English settlers established the town of Dorchester in 1630; it extended all the way to Rhode Island. The Ashmont Hill area remained farmland until the mid-1800s; a farmhouse on the site of the present Codman Square library was occupied by General Henry Knox in 1784, and later on Daniel Webster lived there for a time.


By 1850 the Honorable John Welles had acquired a large tract that included Ashmont Hill; in 1872, two years after Dorchester was annexed to Boston, his grandson and heir, George Derby Welles, had a subdivision plan drawn up for “Welles Hill,” which included Alban, Ocean, Welles, Roslin, Harley and Walton streets. Other streets in the neighborhood were added soon thereafter. As in other parts of Dorchester, development on Ashmont Hill was spurred by the construction of the Old Colony Railroad, with a station in Peabody Square, and then by the expansion of streetcar lines to downtown Boston.


From the 1870s until World War I, affluent businessmen, lawyers, physicians, educators, architects, and artists built houses here. Since then, successive generations of residents, from all heritages and all walks of life, have made their homes in the exceptional dwellings these earlier residents left as their legacy.



Notable Residents


Ashmont Hill residents over the years have been as distinguished and varied as the houses.

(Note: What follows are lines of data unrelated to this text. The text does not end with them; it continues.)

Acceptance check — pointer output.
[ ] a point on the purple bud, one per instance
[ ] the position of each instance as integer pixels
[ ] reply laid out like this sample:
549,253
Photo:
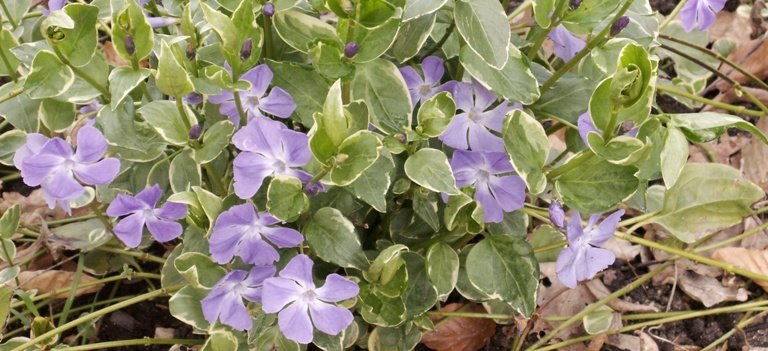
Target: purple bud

Important architects including Edwin J. Lewis and Harrison Atwood designed many of the houses; Atwood designed his own on Alban Street.


American Impressionist Edmund Tarbell, photographer Chansonetta Stanley Emmons (whose brothers invented the Stanley Steamer), and painter Frank Shapleigh all lived here, as did Boston educator Jeremiah Burke.


Boston Mayor John “Honey Fitz” Fitzgerald and his family occupied a mansion at Welles and Harley Street (which burned in 1938), from which his daughter Rose was married to one Joseph Kennedy.